De wijzigingen in [artikel III-200 (voorheen artikel 13)] over de rol van het Europees Parlement zijn gebaseerd op wijzigingsvoorstellen van een aanzienlijk aantal leden die wensen dat het Parlement meer dan eens per jaar debatteert over de met het GBVB geboekte vooruitgang, en dat de minister van Buitenlandse Zaken het Europees Parlement eveneens raadpleegt over veiligheid en defensie. Het Praesidium heeft in de tekst ook een nieuwe door enkele Conventieleden voorgestelde bepaling opgenomen op grond waarvan de speciale vertegenwoordigers kunnen worden betrokken bij de informatie van het Europees Parlement. Sommige leden verzochten om een verwijzing naar de nationale parlementen: het Praesidium memoreert dat een nieuwe verwijzing naar het GBVB is opgenomen in het protocol betreffende de nationale parlementen.
Het Praesidium heeft er nota van genomen dat sommigen zouden wensen dat het voorzitterschap van de Raad Buitenlandse Zaken wordt uitgeoefend door een lidstaat, terwijl anderen het om redenen van doeltreffendheid en van een heldere convergentie van de standpunten binnen de Raad Buitenlandse Zaken en vertegenwoordiging van cruciaal belang vinden dat deze Raadsformatie wordt voorgezeten door de minister van Buitenlandse Zaken. In het licht van de uiteenlopende standpunten heeft het Praesidium besloten de desbetreffende bepaling van [artikel III-192 (voorheen artikel 5)] niet te wijzigen.

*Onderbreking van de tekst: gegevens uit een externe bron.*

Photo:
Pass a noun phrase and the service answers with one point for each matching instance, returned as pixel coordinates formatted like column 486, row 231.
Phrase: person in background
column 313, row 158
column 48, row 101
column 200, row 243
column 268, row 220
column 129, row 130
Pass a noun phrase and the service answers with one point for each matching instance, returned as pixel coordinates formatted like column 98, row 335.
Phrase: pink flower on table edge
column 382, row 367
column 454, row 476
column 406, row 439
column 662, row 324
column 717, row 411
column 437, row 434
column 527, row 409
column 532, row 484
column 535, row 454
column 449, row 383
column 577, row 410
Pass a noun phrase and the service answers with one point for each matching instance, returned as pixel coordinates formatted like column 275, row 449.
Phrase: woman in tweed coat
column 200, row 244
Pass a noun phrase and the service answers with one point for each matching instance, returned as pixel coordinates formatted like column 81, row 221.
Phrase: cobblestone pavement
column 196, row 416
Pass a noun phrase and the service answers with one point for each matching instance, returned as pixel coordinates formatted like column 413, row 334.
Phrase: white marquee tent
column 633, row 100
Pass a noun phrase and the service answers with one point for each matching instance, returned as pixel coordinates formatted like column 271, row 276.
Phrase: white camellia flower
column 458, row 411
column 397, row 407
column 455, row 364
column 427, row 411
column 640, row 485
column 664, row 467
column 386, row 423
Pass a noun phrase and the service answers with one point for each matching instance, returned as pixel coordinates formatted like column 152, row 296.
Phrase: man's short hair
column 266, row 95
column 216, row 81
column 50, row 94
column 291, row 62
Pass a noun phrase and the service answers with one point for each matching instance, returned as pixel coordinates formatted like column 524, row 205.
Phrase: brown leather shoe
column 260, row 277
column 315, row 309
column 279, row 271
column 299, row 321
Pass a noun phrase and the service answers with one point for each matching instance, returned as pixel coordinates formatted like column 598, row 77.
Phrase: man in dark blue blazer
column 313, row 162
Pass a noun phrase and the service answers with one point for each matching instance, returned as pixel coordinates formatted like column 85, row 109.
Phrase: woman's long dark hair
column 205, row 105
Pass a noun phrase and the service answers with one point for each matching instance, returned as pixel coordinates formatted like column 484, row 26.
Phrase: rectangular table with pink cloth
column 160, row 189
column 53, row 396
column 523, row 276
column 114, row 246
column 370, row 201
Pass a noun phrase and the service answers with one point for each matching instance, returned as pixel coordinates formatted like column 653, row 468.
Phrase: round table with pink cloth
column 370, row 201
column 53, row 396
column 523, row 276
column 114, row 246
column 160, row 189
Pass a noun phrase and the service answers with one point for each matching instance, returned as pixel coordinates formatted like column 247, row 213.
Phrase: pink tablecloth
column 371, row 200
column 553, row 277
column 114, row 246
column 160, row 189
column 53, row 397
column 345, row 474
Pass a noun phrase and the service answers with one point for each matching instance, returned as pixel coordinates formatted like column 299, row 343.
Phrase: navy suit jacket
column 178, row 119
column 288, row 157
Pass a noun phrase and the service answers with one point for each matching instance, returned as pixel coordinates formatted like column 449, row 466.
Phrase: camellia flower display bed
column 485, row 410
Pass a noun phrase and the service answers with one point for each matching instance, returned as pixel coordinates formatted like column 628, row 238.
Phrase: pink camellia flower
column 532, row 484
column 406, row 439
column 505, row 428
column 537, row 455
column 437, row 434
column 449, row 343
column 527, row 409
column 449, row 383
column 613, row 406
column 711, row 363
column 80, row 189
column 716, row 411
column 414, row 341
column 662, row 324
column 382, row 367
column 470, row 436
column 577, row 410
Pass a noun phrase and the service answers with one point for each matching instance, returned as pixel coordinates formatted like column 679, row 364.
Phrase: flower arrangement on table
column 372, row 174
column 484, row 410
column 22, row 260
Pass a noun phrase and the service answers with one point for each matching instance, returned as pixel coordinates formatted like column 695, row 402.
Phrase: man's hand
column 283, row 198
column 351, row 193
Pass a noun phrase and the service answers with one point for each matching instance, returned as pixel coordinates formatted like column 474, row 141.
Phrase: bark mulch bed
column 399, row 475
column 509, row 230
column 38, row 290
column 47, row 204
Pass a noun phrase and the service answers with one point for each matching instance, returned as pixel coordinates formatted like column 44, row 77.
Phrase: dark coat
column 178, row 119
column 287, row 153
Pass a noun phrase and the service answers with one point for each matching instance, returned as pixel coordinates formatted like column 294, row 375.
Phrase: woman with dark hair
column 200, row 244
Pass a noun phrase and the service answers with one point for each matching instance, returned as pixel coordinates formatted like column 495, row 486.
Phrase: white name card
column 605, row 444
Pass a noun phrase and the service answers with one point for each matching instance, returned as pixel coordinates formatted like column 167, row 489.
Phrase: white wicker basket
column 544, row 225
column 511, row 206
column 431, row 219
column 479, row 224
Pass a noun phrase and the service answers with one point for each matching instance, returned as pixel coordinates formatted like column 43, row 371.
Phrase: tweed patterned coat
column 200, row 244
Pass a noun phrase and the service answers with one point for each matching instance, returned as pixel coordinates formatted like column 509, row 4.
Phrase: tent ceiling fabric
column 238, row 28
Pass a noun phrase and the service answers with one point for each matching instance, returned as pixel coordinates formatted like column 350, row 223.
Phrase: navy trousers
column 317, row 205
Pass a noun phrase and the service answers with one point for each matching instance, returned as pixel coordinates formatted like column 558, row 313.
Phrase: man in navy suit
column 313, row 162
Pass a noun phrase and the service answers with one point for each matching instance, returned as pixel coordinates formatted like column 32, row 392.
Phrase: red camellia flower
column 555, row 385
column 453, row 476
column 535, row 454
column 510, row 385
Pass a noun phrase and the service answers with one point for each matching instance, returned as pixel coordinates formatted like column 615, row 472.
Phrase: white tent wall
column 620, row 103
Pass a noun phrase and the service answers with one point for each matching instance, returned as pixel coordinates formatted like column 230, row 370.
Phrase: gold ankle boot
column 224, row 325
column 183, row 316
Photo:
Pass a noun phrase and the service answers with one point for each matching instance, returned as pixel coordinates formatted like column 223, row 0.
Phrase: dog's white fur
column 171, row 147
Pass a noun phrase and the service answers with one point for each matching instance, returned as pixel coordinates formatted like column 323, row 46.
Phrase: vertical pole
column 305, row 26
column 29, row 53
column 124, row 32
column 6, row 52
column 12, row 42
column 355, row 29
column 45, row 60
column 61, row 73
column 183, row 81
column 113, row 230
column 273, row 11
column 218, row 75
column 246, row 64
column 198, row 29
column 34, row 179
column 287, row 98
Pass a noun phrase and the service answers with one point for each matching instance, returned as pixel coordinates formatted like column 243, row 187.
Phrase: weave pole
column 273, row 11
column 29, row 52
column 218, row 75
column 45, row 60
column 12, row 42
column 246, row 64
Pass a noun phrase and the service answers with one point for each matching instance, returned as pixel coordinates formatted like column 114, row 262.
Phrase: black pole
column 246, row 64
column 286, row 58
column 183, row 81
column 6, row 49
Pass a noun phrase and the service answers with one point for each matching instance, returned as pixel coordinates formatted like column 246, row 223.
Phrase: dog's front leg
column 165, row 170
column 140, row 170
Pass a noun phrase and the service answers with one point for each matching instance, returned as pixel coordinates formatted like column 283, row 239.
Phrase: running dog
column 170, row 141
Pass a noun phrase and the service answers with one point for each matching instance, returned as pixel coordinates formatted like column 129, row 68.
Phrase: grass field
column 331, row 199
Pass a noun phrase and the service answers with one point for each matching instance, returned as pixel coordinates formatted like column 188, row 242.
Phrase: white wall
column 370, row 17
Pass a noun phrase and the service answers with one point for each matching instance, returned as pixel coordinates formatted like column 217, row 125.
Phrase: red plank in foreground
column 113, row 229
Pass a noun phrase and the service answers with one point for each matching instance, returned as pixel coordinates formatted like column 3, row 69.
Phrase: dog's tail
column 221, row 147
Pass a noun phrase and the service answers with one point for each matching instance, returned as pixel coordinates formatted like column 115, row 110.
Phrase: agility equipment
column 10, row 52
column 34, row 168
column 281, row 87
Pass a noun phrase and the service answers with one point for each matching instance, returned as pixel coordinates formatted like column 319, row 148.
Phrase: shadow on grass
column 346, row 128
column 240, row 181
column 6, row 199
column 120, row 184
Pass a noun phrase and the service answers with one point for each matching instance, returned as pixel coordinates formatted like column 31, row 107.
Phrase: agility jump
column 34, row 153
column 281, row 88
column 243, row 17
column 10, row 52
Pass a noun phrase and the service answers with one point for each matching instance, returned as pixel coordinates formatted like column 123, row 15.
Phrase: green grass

De wijzigingen in [artikel III-201 (voorheen artikel 14)] weerspiegelen wijzigingsvoorstellen van de leden waarin wordt verzocht de minister volledig te informeren over de ontwikkelingen in internationale fora waar de Unie als zodanig niet vertegenwoordigd is. De wijzigingen in [artikel III-203 (voorheen artikel 16)] strekken ertoe de versterkte rol van de minister in het GBVB beter weer te geven.
Tenslotte vrezen sommige Conventieleden dat besluiten in verband met de vroegere eerste pijler na de afschaffing van de pijlers voortaan zouden worden genomen op basis van GBVB-procedures. Anderen vrezen communautarisering van het GBVB, dat wil zeggen dat besluiten over GBVB-kwesties volgens de regels van de gebieden van de vroegere eerste pijler zouden worden genomen. Om ervoor te zorgen dat elk besluit op basis van de juiste rechtsgrondslag wordt aangenomen, kan het Praesidium een nieuw artikel [III-204 (voorheen artikel 16 bis)] overwegen, dat wordt toegevoegd aan hoofdstuk II, afdeling 1, GBVB, naast de bepalingen van [artikel III-266 (voorheen artikel 230)], dat bepaalt dat het Hof van Justitie de wettigheid van een besluit kan toetsen, indien gevreesd wordt dat het op basis van de verkeerde rechtsgrondslag is aangenomen.